Health Minister Andrew Little has been exposed to Covid-19 via someone in his home.
The Cabinet minister posted on social media that he was a household contact, and as such has cancelled all his programmes and will be returning home immediately by private car.
Little was in Auckland this morning announcing the Government's plan to tackle the extensive hospital waiting lists.
Little announced the Government's plan this morning saying the number of people waiting longer than four months for hospital treatment had more than doubled from about 15,000 in February 2020 to nearly 36,000 currently.
He expected it would take "considerably less time" to clear the backlog by taking a national approach rather than leaving it up to 20 different DHBs, which was estimated to take three to five years.
More patients will be being diverted to other regions if there was no capacity at their own hospital and public hospitals will be off-loading some patients to private care where possible, Little said.
It's understood if a patient does need to fly to another region for care their transport costs would be publicly funded.
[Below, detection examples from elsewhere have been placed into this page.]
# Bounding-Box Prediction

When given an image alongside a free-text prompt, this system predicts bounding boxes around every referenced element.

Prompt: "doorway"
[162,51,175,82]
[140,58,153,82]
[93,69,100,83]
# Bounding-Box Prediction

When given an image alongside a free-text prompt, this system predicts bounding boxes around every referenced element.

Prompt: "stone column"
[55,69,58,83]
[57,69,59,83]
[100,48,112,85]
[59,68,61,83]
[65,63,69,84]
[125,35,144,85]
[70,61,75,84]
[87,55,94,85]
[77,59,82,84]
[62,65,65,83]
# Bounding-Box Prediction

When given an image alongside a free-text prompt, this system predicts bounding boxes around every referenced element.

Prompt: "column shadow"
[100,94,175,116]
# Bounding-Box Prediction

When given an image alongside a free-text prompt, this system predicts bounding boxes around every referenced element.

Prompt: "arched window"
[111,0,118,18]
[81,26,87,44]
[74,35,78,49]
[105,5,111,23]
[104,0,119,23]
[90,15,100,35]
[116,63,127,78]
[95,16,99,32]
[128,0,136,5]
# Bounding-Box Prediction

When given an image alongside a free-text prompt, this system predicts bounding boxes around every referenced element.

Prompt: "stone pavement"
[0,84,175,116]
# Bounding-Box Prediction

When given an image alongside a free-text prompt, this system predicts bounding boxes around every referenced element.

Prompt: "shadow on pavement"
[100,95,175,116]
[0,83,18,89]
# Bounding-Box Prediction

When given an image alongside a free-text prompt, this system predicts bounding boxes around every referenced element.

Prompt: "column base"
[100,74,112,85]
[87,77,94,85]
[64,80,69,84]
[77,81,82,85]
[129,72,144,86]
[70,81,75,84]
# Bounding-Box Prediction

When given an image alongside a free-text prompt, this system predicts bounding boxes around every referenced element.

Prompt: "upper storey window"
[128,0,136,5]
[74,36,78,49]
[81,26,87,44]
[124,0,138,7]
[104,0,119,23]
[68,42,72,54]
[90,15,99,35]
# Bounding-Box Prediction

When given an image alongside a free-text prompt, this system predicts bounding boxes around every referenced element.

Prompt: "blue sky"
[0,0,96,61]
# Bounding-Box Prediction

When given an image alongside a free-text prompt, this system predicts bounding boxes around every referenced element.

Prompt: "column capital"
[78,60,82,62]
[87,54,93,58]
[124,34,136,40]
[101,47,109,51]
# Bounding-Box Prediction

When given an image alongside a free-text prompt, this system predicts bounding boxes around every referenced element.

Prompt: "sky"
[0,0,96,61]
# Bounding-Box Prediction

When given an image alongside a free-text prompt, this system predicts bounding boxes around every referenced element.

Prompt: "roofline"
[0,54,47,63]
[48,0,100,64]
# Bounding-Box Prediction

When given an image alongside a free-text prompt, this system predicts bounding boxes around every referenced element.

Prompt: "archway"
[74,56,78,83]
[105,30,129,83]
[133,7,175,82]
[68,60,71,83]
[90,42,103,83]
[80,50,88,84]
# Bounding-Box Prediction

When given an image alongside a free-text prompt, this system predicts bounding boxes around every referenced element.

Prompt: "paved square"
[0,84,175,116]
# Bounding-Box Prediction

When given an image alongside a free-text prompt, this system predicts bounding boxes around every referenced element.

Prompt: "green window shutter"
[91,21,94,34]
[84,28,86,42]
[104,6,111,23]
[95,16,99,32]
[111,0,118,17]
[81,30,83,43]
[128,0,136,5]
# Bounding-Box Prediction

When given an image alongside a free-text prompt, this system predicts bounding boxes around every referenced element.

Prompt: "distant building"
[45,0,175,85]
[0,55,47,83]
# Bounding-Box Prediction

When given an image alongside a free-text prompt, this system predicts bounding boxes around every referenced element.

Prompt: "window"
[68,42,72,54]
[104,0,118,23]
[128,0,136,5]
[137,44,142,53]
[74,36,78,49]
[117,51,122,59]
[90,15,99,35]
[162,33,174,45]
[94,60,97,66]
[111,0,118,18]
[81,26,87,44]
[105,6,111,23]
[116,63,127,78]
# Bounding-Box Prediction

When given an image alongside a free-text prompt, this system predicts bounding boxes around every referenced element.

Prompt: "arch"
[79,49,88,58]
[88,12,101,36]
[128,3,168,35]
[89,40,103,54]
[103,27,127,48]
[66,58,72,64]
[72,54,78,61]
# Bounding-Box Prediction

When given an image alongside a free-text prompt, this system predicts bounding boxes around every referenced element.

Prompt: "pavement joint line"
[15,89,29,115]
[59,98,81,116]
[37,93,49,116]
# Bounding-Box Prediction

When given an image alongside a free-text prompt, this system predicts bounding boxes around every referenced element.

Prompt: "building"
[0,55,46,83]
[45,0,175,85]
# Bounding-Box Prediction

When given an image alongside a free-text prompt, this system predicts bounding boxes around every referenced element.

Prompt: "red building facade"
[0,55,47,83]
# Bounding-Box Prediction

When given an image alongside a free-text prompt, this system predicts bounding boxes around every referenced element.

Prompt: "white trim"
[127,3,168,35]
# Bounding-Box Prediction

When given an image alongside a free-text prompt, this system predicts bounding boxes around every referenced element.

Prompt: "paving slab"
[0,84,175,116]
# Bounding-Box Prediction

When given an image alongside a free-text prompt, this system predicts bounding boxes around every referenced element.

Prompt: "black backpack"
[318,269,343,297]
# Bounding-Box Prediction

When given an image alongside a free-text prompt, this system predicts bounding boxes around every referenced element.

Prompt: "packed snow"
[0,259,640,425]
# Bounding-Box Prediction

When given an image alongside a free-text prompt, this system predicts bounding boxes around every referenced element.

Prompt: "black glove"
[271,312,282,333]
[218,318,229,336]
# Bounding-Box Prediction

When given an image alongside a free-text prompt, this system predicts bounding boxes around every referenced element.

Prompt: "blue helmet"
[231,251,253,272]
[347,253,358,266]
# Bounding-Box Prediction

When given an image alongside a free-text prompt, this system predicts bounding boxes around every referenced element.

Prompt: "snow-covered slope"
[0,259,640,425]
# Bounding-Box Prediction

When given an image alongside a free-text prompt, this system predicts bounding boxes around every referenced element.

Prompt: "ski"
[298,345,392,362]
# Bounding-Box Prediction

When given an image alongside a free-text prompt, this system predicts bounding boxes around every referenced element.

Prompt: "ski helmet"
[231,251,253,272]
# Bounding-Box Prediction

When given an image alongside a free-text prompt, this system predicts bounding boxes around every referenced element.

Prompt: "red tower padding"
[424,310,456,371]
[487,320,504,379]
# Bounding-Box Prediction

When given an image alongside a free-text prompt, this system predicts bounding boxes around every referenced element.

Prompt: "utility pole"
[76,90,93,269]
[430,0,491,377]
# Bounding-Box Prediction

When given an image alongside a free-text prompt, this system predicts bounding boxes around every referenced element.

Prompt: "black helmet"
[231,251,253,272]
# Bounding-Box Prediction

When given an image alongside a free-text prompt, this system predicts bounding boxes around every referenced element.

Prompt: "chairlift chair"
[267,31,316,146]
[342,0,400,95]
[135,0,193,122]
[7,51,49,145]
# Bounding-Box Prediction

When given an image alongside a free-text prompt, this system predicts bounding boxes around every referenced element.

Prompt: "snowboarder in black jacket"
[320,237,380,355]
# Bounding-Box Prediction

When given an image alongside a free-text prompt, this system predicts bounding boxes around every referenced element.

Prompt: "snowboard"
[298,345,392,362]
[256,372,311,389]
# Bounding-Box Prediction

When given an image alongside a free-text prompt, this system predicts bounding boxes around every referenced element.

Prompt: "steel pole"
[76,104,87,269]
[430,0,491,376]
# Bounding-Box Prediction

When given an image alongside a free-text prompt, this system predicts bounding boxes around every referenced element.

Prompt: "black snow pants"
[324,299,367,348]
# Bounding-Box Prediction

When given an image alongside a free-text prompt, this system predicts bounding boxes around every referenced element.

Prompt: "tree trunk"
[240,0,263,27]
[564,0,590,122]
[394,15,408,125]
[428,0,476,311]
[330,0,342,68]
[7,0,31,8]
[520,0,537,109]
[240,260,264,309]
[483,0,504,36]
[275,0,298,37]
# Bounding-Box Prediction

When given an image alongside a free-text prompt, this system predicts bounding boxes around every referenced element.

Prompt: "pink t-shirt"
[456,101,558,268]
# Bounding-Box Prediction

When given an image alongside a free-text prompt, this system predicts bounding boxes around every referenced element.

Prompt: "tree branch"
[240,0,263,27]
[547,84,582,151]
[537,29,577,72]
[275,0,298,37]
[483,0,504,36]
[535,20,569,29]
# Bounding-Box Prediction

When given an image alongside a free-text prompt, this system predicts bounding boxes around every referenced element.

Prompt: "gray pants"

It was not clear if that would include a support person.
The response will be led by interim Health New Zealand and the interim Māori Health Authority - both of which will become permanent entities when the Government health reforms come into effect on July 1.
"I expect a national review of all waiting lists and a reassessment of the situation of everyone on it," Little said.
"With one public health system, we have the opportunity to work together to make sure people get the treatment they need, no matter which part of the country they live in."
When asked by the Herald if the minister was aware some DHBs were still only taking life-threatening referrals from GPs, Little said he wasn't familiar with that but it was that sort of stuff they wanted to get on top of.
"That illustrates the problem that if your a GP with a patient and the only place you can refer someone to is your local DHB, when there might be more space in a different hopsital...we want to make sure people can get care even if it isn't at their local hospital."
The minister said there was money that had been allocated a couple of years ago, $280 million, to help clear the backlog.
"Some of that had been used but not all, so there is funding there available to help us work our way through this particular backlog. The taskforce and Health NZ and the Maori Health Authority will work through what the financial needs are."
He said Covid-19 had been hugely disruptive to hospital systems all over the world but New Zealand was doing better than most countries.
"Our elimination strategy not only prevented tens of thousands of deaths, it also protected our health system from being over-run, as we saw happen in countries like Italy and the United States.
"In fact, for most of the past two years, our hospitals have been free of Covid-19 and were able to keep functioning normally for long periods of time.
"Now, with the benefit of having one of the most highly vaccinated populations in the world, and with a suite of new medicines available to treat Covid-19 patients and keep many of them out of hospital, we can start managing on a more business-as-usual basis."
A Herald review of recovery plans filed by all 20 DHBs, identified dozens of services that were already under severe stress before the pandemic struck.